Doherty Hannaford’s portrayal of Christine’s struggle with mental illness is deft and subtle as Christine cycles between windows of reasonable normalcy and spells of psychosis, between illuminations and darknesses. We perceive her through Lawrence’s eyes, rather than through dehumanizing diagnostic labels. When she is ill, she puts her young baby into a dresser drawer, vows love to Franz Schubert, claims her hands “aren’t my hands,” strips off her clothes to “Auld Lang Syne,” hibernates in bed, or is taken “away.” During welcomed remissions, she is fragrant with Evening in Paris and a whiff of cherry cookies, impeccably dressed, and articulate.

Twenty percent of Canadians will experience a mental illness at some time during their lives, according to the Canadian Mental Health Association. Doherty Hannaford tells me that severe mental illness has touched the lives of several of her loved ones. She also volunteers at the Douglas Institute, working with people with schizophrenia, taking them out for coffee, a walk on the mountain, or a shopping trip to Winners, introducing “a dose of normalcy.” The novel dramatizes the rondo of shame, blame, and pain that people with mental illness and their families face every day. While there is no shame in having cancer, mental illness carries great stigma. Christine’s illness is kept hush-hush, the family certain that they will become social outcasts if their struggle comes to light, secrecy only adding to anguish.

One of the joys of reading this novel is an immersion in music. No surprise that Doherty Hannaford studied piano and is passionate about classical music. For the sonorous details, such as the rigors involved in becoming a top tier performer, she interviewed concert pianists and instructors, as well as students and faculty at the Glenn Gould School in Toronto.

Doherty Hannaford wrote much of the novel at the Westmount Library, poring over streetcar maps and Lovell’s Directory of 1937 to get specific addresses key to the story just right. “I loved that part of the process,” she says. “Suddenly, it’s dark outside and I’m still reading about milkshake flavours and what this treat cost back then.”

“My biggest challenge was structure,” Doherty Hannaford confides. “My story got too big.” She put major scenes on recipe cards, so that she could reimagine them and their sequence. Later, her editor, Marc Côté, helped her to cut over a hundred pages, a tough process that no doubt strengthened the book.

Though most of the writing in A Secret Music is supple and fine, Miss Tarasova, Lawrence’s dedicated piano teacher and a Russian émigré, is intermittently diminished into caricature through speech conveyed in an exaggerated, but inconsistent dialect: “They vil make us a recording for our submission…. Don’t ask me any kvestions.” Yet elsewhere Miss Tarasova speaks eloquently about romantic music: “You must dream the piece when you play it…. If you don’t dream, the music is nothing but a rubble of notes.” Eschewing dialect and highlighting Miss Tarasova’s unique voice through phrasing and word choice would have worked better. That said, this is a small quibble for a book that works beautifully on so many levels.
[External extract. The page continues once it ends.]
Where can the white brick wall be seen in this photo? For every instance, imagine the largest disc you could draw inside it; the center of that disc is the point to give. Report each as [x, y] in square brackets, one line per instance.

A pleasure of A Secret Music is how fond we grow of nearly all of the characters, even the largely absent father who has made his way from humble, hardscrabble beginnings in Griffintown, processing inedible carcasses, to being the sole proprietor of an abattoir. Full disclosure: I cried at least once while reading this book and did not want to part with the Nolan family when I turned the last page. A Secret Music sings. mRb

Ami Sands Brodoff has new fiction in Montreal Serai and new creative nonfiction in The Queen Zone. She’s recently completed her sixth book, the novel Treasures That Prevail.